Municipal shelters can be mandated by the municipality to house animals as the SPCA does, to adopt out animals as the SPCA does and care for animals as the SPCA does. They may even have the budget to improve on our standards. But even if every municipality in the lower mainland had the budget and the will to make housing homeless animals a priority, we would have up to a dozen individual municipal shelters instead of a coordinated network. Overcrowded shelters would not be able to transfer animals to other shelters without special arrangements (which municipalities would be willing to house animals from other municipalities at their own cost?) Someone who has been identified as an unsuitable owner could go from one municipality to another looking for a guard dog and staff would have no network to warn other shelters. This would result in a patchwork of service levels where one municipality might have a nice, well-staffed shelter housing all kinds of animals but across the border animals are overcrowded and can’t be transferred out. We have seen exactly this situation since the District of North Vancouver took over animal control services from the SPCA. That shelter used to be able to absorb a significant number of animals from SPCA shelters. Now their kennels may stand empty if there are no District animals needing them even as Surrey crowds two dogs to a kennel.

Often municipalities will enact by-laws to specify no tethering, housing requirements or other animal welfare issues. These can provide good ammunition for the animal cruelty investigator’s arsenal. If the SPCA is the animal control agency, we have the advantage on each cruelty investigation of issuing a Municipal Ticket Infraction (MTI) for violations that fall short of requiring prosecution under the Prevention of Cruelty to Animals (PCA) Act. A ticket can quickly result in relief to an animal that the evidence-gathering, statement-taking time-consuming procedures of a PCA prosecution cannot.

More serious cases that we, as by-law officers, come across can be handled quickly and efficiently because our investigators are also Special Provincial Constables and are able to obtain warrants, seize animals and lay charges under the PCA Act and Criminal Code of Canada unlike most by-law officers. Thus we avoid jurisdictional disputes and move quickly to the professional investigations needed for serious offences.

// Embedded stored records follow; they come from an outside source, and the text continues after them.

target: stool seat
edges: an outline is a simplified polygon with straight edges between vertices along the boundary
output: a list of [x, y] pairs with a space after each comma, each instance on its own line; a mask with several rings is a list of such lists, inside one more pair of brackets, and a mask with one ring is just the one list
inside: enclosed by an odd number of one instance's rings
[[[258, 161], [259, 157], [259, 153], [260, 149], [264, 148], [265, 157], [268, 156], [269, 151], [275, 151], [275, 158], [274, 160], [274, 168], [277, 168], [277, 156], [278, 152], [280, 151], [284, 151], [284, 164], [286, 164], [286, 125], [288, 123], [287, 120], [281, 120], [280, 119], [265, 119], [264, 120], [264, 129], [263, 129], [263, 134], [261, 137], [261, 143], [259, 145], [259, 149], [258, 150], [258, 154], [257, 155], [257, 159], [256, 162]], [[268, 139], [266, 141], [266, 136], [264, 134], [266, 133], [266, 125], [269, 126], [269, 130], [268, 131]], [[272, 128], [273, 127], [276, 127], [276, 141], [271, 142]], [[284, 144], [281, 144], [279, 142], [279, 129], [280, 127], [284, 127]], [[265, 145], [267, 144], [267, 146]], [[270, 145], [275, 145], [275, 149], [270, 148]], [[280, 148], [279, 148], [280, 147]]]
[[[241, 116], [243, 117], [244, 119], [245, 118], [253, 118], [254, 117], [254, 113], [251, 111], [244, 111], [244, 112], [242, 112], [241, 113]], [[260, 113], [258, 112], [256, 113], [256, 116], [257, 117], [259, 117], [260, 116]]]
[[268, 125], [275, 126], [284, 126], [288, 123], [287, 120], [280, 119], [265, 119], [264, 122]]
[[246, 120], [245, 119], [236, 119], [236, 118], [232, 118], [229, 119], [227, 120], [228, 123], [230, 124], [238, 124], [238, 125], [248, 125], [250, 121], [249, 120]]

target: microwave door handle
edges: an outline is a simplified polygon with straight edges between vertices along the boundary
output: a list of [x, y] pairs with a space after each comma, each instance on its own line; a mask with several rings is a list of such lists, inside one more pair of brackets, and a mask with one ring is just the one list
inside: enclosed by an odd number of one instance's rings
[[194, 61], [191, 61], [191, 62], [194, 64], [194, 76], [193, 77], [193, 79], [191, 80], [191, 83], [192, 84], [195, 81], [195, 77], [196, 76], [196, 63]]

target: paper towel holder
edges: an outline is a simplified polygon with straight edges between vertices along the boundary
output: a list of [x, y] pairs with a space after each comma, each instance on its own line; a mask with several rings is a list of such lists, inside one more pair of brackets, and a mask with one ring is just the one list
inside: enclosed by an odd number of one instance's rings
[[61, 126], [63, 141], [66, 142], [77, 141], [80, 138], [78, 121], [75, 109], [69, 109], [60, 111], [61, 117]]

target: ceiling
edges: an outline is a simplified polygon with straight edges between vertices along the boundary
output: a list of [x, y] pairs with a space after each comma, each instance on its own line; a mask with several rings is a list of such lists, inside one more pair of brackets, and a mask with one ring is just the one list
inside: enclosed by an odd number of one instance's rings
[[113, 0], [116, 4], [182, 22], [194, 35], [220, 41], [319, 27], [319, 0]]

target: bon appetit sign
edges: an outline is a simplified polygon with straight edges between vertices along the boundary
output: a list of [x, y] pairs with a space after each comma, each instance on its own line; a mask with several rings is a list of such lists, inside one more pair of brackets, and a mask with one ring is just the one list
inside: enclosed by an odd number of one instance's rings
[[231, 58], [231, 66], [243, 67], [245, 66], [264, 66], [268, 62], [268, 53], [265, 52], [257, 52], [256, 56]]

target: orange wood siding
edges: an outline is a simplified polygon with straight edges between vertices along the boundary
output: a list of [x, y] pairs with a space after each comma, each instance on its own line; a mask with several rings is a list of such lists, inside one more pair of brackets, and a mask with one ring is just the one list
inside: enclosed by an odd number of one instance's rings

However when the SPCA is not the animal control agency, we find that many complaints are placed to both the SPCA and the municipal animal control agency. As a result, withdrawing from animal control contracts will not proportionally reduce the number of calls we must respond to. As an example the number of cruelty investigations in Vancouver is much higher than on a per capita basis than in other municipalities. The reason for this is that the same type of calls are handled as barking complaints or other pound complaints in the other municipalities. When we cannot resolve these complaints to the complainant’s satisfaction because the complaints are really pound matters we end up appearing at best inefficient, at worst uncaring. Thus by severing ourselves from animal control we initiate a demand for a duplication of services and set ourselves up to appear unable to do our job (as the public defines it).

In summary, the SPCA should not withdraw from providing animal control services because:

Enforcing bylaws is not in conflict with our policy of promoting responsible pet ownership;
Ceasing animal control will result in our refusing a higher proportion of service requests, alienating our donor public;
The SPCA has built, over the last 30 years, the reputation of being the sole animal welfare agency which is always available;
Alternative animal control models will result in more animals being euthanized;
Alternative animal control models will result in a patchwork of service levels to provide for animal welfare needs;
Withdrawal from animal control will result in a duplication of service calls without funding from municipal tax bases and a higher proportion of dissatisfied callers.